このままいくと、平行線のまま話が進まなさそうだ。
樹里さん、苦労してそうだな……。
「お決まりの用事から済ませてしまおう。衣食住で足りていないものは?」
「いまは……特にないわ。もともと食材は余り気味だったのだし」
「咲がそう言うなら、わかった。いつものものだけ送る」
「……助かる、わ。ありがとう」
元から用意している、いつもの言葉なのだろう。抑揚もなにもない声色からは、感情が覗けない。
話の流れとして、お礼を言った。そんな感じですらあった。
「どういたしまして。さて、大地とふたりで話したいのだが、いいか?」
「……私は席を外しているわね。しばらく自分の部屋にいるから、ごゆっくり。終わったら、このボタン押してね」
咲が先ほど押した、テーブルの裏面に付いているボタンを教えてもらう。
なんでこんな押しにくいところに……誰の趣味だ。
なんとなく、脳裏では調がスマイルをキメていた。謎めいた配置とか好きそうだもんなぁ。

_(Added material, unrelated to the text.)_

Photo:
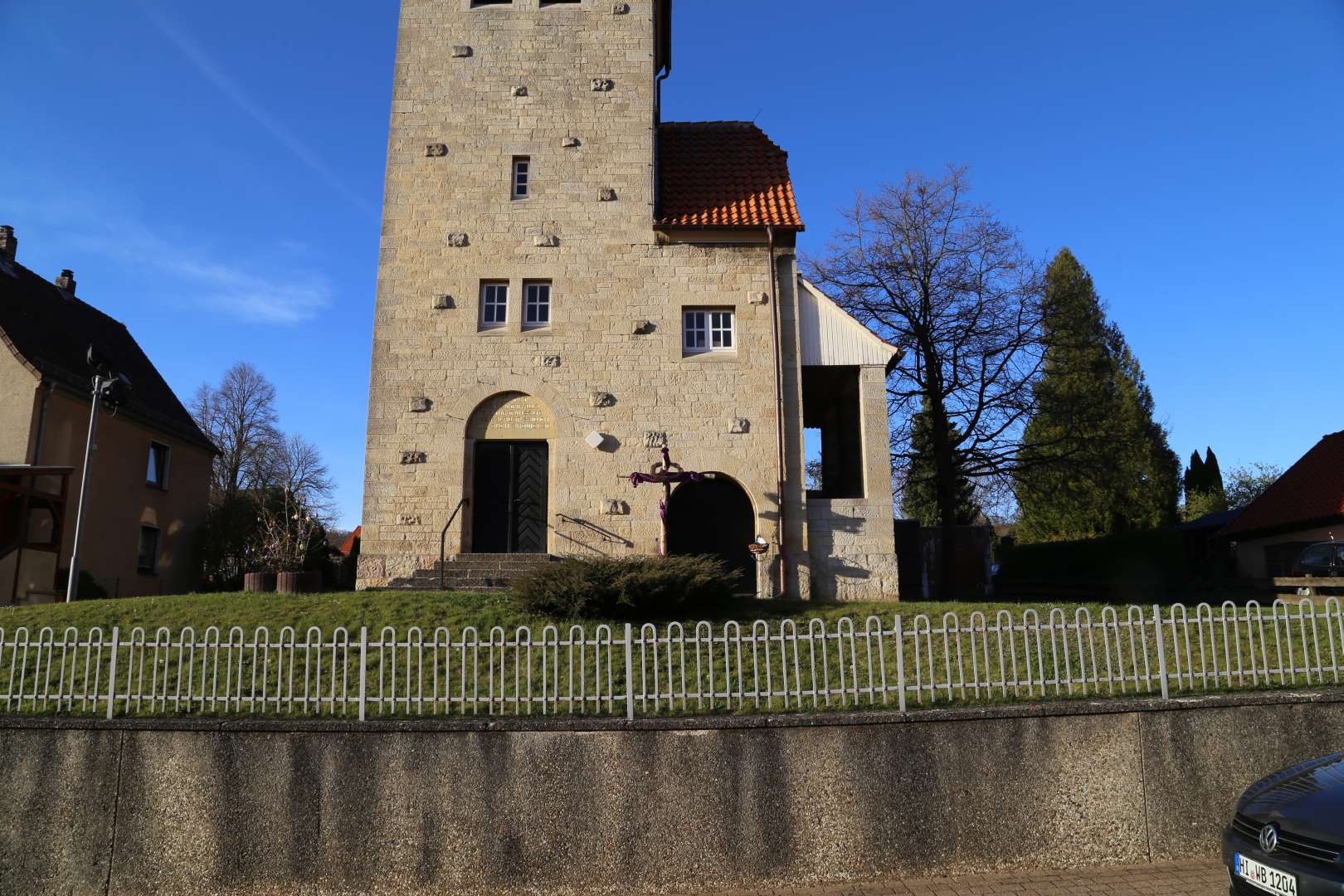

咲がするりとリビングからいなくなると、樹里さんが話し始める。
「改めてになるが、無事でよかったよ。大地」
「ご心配おかけして、すみません。全然連絡が取れなくて」
頭を下げると、樹里さんはわかっていると言わんばかりに頷いた。
「概ねの原因は、私たちのほうで予想していた。問題ない」
「空は大丈夫ですか?」
「心身共に健康だよ。君を心配していた」
空なら、そうだろうとは思っていたが。
いらない心配をさせてしまった。帰ったら、空にも謝らないと。
「よかった……ってことは、空食の襲撃は俺と空が倒したので止まったんですね」
「いまのところはな。襲撃が止んだと言っても、一時的なものだ。ここからしばらくは、おそらく安定期ではあるものの、いつ襲来してくるかわからない」
「そうですよね……」
6時間にも及ぶ戦闘でも、空食には余力が残っているのだろう。空を覆い尽くしてしまうほどに居るのだから当然ではあるのだが、敵の強大さを再認識する。
だったら、のんびりはしていられないよなぁ。と言っても、現状を打破する方法など思いつかないのだが。
「そっちはどうなんだ。帰ってこられそうなのか?」
樹里さんは、俺が不測の事態に巻き込まれていることを承知しているようで、心配してくれていた。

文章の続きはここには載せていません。